JuliaLinearAlgebra / LinearMaps.jl

A Julia package for defining and working with linear maps, also known as linear transformations or linear operators acting on vectors. The only requirement for a LinearMap is that it can act on a vector (by multiplication) efficiently.
Other
303 stars 42 forks source link

Unnecessary allocation for mat-vec multiplication of composite map #193

Closed felixhorger closed 1 year ago

felixhorger commented 1 year ago

Hi, very useful package! I work with huge vectors (~30Gb) and encountered a problem with composite maps. (A * B) * x gives the same as A * (B * x) as expected, but the former allocates twice the space. A and B are of type FunctionMap and have their own output arrays, e.g. A = LinearMap{T}(x -> zeros(42), 42). In such a case, the output is copied to another allocated array, see this function. In my case that meant that around 50% of the time to compute (A * B) * x was spend on allocating memory or copying. Is there any way to prevent this? A couple of my naive attempts to solve this failed. In above example I could use the ismutating option, but my case is more complicated and that doesn't work anymore.

Cheers, Felix

dkarrasch commented 1 year ago

Hi @felixhorger! Thanks for the report. I believe the relevant piece of code for you is

https://github.com/JuliaLinearAlgebra/LinearMaps.jl/blob/bd10c6c74ada158d6b820694ccde21235ed01538/src/composition.jl#L176-L182

As you say, when you have a non-mutating LinearMap, then _unsafe_mul! essentially computes B*x, then copies the result to source (which was created when calling the function), and then computes the second factor A*source, which is only then copied to the final y. A quickfix could be to overload the "two-map" _composite_mul!. The issue is quite generic for outofplace FunctionMaps, because every call to _unsafe_mul! will create twice the necessary memory.

Perhaps a more sustainable solution is to make FunctionMap have a type parameter for whether it's an inplace-function or not. Then one could define a mul!(y, A::CompositeMap{<:Any,Tuple{Vararg{FunctionMap{<:Any,false}}}}, x) method that just computes A[i] * x consecutively.
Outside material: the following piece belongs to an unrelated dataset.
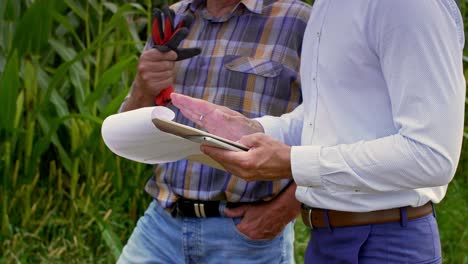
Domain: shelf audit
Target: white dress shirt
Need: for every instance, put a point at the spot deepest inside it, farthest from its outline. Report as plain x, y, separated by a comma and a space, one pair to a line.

Or define a restricted LinearMap type that doesn't even define mul!, but only *.

Which other features do you need for your map, beyond map-vec-multiplication?

felixhorger commented 1 year ago

Apologies for the late reply, a conference deadline kept me from pursuing this! Yes that would help! Basically I have a set of operators A, B, ... which are multiplied to form one composite map A B ... . They are mutating in that they either allocated their own memory internally, i.e. write into the same output array, or mutate the input array. This is very bad practice (massive side effects ...) but the only way to speed things up (> 30GB arrays). I can't declare these as mutating, because then the input vector is copied which defeats the purpose.

I think the methods being called must be changed, i.e. if an operator is not mutating, _unsafe_mul! is not used (because if would double-allocate and copy). Even in a side-effect free code this avoids one allocation+copy so would be beneficial.

dkarrasch commented 1 year ago

Can you try this with the current master branch? If #194 improved things, we should perhaps release it rather sooner than later.

felixhorger commented 1 year ago

Thanks for working towards a solution! I tried it on v3.10.0-DEV but it still allocates, here is a MWE to reproduce

using LinearMaps

N = 100_000_000
function plan()
    y = zeros(N)
    A = LinearMap{Float64}(
        x -> begin
            y .= x
            y
        end,
        N
    )
    return A, y
end

# Set up operators
A, ya = plan()
B, yb = plan()
x = zeros(N)

# Please run each twice to compile
@time u = (A * B) * x; # Allocates
@time v = A * (B * x); # doesn't, but is equivalent

@assert u === ya # Fails, meaning that the vector returned from the composite isn't the value returned from A, but a copy
@assert v === ya # is true

I should add that this code has a massive side-effect (y) but that's required for my application of having exceedingly large vectors (> 30GB).

dkarrasch commented 1 year ago

Aha, I missed a detail. Should be fixed by #200.

felixhorger commented 1 year ago

Yes, that works like a charm, thanks! :)

When I test it with the above snippet, the @assert statements are both true and I can only observe a small 80 bytes allocation when using the composite which is acceptable.